The Beast of Gévaudan
Between June 30, 1764 and June 19, 1767, a beast sowed terror in the French countryside in the region of Gévaudan (which roughly corresponds today to the region of Lozère). The story of the “Beast of Gévaudan” very quickly outruns many of the facts and gives birth instead to superstition and sensationalist accounts. The royal administration sends troops to eliminate the beast and put an end to all these misinterpretations.
Because the creature kills and dismembers men, women and children, and is responsible for around a hundred murders, one doesn’t know whether it is wolf, a dog, a hyena…. A werewolf perhaps? The rumor spreads….
Year of publication of the original edition : 1858
Year of publication of this current edition : 2019 (407 pages)
Éditeur : Libretto
The author :
Élie Berthet was born on June 8, 1815, in Limoges and died on February 1, 1891 in Paris. He was a French writer, writer of serial dramas, popular novels, historical fiction and books for young people. A popular novelist of the 2nd Empire, he published the first book on this affair. Appearing in 1858, his Beast of Gévaudan achieved immediate success.

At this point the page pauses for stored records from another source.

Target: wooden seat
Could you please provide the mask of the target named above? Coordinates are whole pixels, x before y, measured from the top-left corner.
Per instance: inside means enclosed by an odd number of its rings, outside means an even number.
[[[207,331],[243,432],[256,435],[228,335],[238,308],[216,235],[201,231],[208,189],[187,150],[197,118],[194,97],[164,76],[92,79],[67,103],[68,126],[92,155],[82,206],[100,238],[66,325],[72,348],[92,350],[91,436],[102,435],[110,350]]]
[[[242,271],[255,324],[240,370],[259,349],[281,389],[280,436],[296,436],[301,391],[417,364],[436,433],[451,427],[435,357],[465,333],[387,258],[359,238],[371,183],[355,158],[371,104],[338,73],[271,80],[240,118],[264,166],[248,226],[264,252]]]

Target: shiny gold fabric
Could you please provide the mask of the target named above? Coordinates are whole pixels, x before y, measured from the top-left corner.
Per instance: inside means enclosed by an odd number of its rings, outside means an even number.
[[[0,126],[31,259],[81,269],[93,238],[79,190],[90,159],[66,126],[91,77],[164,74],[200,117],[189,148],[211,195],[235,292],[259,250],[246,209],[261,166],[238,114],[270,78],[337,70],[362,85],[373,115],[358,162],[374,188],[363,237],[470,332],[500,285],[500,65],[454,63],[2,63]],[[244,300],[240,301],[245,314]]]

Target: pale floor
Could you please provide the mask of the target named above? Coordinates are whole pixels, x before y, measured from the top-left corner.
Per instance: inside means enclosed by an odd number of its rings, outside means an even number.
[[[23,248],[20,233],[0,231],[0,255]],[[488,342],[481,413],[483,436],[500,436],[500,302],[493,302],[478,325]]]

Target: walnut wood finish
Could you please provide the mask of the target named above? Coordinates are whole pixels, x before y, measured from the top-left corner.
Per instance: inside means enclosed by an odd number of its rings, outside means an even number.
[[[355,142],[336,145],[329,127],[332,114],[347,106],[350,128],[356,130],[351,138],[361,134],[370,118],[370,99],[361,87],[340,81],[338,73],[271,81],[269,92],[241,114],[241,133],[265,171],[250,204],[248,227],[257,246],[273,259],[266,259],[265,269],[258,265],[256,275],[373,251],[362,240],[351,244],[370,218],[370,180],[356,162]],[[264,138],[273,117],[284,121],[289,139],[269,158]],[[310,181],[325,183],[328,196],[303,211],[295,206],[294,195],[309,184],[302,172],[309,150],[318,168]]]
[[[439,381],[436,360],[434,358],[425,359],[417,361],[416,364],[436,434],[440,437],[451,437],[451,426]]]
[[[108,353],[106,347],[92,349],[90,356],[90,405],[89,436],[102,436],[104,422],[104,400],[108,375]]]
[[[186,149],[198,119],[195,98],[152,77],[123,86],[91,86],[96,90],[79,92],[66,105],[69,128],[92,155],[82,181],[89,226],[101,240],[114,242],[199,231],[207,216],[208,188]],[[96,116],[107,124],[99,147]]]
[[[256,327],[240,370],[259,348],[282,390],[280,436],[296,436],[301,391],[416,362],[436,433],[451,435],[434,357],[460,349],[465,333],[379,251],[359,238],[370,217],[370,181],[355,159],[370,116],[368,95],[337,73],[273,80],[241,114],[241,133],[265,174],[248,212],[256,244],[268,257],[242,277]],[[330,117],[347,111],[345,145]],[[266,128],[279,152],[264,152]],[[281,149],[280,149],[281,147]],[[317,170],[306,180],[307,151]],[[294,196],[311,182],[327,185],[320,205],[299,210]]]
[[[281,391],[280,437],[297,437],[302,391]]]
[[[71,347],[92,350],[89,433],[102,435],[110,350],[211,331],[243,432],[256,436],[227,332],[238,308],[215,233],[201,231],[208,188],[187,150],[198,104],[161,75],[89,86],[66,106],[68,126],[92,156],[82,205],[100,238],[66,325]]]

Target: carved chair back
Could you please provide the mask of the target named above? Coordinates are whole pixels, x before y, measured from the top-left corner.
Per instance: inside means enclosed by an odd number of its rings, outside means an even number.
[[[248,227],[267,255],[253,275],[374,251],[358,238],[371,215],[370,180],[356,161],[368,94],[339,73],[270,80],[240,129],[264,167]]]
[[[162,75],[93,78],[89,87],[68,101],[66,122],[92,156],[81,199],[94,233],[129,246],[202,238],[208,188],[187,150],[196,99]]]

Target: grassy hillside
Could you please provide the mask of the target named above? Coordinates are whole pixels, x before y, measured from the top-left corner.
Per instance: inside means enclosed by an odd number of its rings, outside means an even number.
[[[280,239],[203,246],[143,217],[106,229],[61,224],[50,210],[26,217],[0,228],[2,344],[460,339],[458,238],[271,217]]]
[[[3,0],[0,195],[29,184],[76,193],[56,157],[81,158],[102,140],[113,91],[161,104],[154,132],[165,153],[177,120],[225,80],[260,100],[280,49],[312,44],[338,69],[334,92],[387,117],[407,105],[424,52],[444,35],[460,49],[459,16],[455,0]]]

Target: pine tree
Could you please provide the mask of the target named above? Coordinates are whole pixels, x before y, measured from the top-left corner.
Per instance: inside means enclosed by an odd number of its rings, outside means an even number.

He wrote every genre and even invented new genres. His novels on crime read like detective stories before their time. Man of the Woods (1861) is considered a precursor to Tarzan and he is the first to write a prehistoric novel, before the Rosny brothers, called Paris before History (1884, recently republished). The Miners of the Polignies (1866) was one of the inspirations for Zola’s Germinal.